A manhã chuvosa torna ainda mais lento o caótico trânsito paulista. Ainda na parte da manhã estamos alcançando a segunda maior marca de congestionamento da história paulista. No entanto, apesar da chuva e a lentidão do trânsito, para mim, a manhã está bastante agradável. Pela janela embaçada observo as pessoas aglomeradas sob o teto acrílico da parada de ônibus, já encardido pela ação do tempo. Logo atrás do local em que estou sentado, um jovem mantém aos ouvidos um aparelho de mp3 em tal altura que mesmo sem os fones posso acompanhar a melodia da música de Pear Jean.
Ainda em casa, enquanto me trocava ao som dos pingos da chuva sobre as telhas da cobertura plástica do nosso pequenino quintal dos fundos, pude perceber o tamanho do meu condicionamento referente a um dia chuvoso. Para mim, desde cedo, dia de chuva tornou-se sinônimo de problemas. Não me lembro de ter sido alguma vez incentivado por algum adulto dotado de sensibilidade para observar a beleza de um dia como este.
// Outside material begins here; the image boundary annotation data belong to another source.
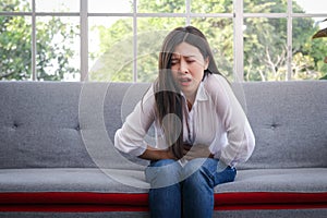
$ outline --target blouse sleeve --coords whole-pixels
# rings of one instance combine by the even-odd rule
[[[255,138],[242,106],[221,75],[213,76],[209,89],[227,134],[227,144],[215,154],[215,158],[229,166],[246,161],[254,150]]]
[[[122,128],[116,132],[114,147],[132,156],[142,155],[147,147],[144,138],[154,120],[155,97],[150,86],[143,99],[126,117]]]

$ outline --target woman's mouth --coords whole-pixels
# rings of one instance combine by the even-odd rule
[[[179,78],[179,83],[181,86],[189,86],[191,84],[192,80],[189,77],[181,77]]]

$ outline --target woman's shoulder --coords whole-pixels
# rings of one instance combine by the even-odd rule
[[[204,86],[207,89],[207,92],[216,93],[217,90],[221,88],[226,88],[229,86],[229,82],[223,75],[220,74],[208,74],[206,78],[204,80]]]

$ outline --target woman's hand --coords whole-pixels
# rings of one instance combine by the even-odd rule
[[[194,158],[213,158],[214,155],[209,150],[209,146],[203,144],[183,146],[184,159],[192,160]]]

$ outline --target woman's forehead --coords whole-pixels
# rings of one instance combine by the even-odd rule
[[[195,46],[192,46],[187,43],[181,43],[178,45],[172,53],[173,57],[180,58],[180,57],[202,57],[202,53],[199,52],[198,48]]]

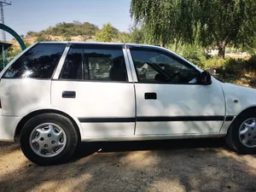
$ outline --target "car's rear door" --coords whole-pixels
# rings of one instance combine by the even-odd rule
[[[136,135],[218,133],[225,103],[219,83],[200,84],[200,72],[172,53],[129,46],[137,102]]]
[[[52,105],[76,116],[86,137],[134,135],[135,93],[123,45],[71,44],[65,52]]]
A mente tenta logo se justificar ressaltando os problemas vividos ou presenciados através das lentes da teleilusão que literalmente vivem de tempestades em copos de água.
Num instante me passou na mente que, assim como eu, talvez a grande maioria das pessoas também devam ter enraizado em seus fundos psicológicos várias formas de condicionamentos quanto aos dias de chuva. Será que se as pessoas tivessem consciência de tais condicionamentos muito desses chamados problemas não poderiam ser amenizados? Outra coisa que tenho me dado conta é o fato de como nós humanos estamos condicionados a reclamar de tudo... Se chove é porque chove, se faz sol é por que faz sol, se venta é por que venta e por aí vai um infindável rosário de lamúrias. Tenho visto que a mente tem a nefasta tendência de sempre achar pelo em ovo. Vive projetando dificuldades e conflitos que, na maioria das vezes, nunca acabam por se realizar. A mente trava monólogos e diálogos internos num verdadeiro palco de ilusões, cujo enredo versa quase sempre em situações perdedoras, negativas e por vezes violentas.
Agora são 8:30 da manhã e os vagões do metrô se apresentam absurdamente lotados, parecendo vomitar pessoas de estação em estação. Com muita propriedade sinto que vários dos nossos assim chamados "problemas" poderiam deixar de ser encarados dessa forma se houvesse uma mudança comportamental alicerçada na prática da observação dos insanos monólogos da mente. Tenho percebido que tanto os nossos pensamentos como as emoções deles resultantes não suportam serem observados. Aliás, quando essa prática se torna natural, sem esforço algum de nossa parte, a julgar pela minha experiência atual, não é raro rir-se de si mesmo e, então, quando menos percebemos, a vida começa a se apresentar de forma bem mais leve, livre e solta.
Enquanto a grande maioria caminha a passos largos pela rampa de saída da estação São Bento do Metrô, há poucos metros de seus portões, dois camelôs sorriem com as vendas de sombrinhas coloridas a R$5,00 e enormes guarda-chuvas pretos por R$10,00. Como venho percebendo, trata-se apenas de uma questão de ótica e atitude. Com certeza, vivem melhor que consegue ver lucro, onde todos apenas conseguem ter olhos para prejuízos.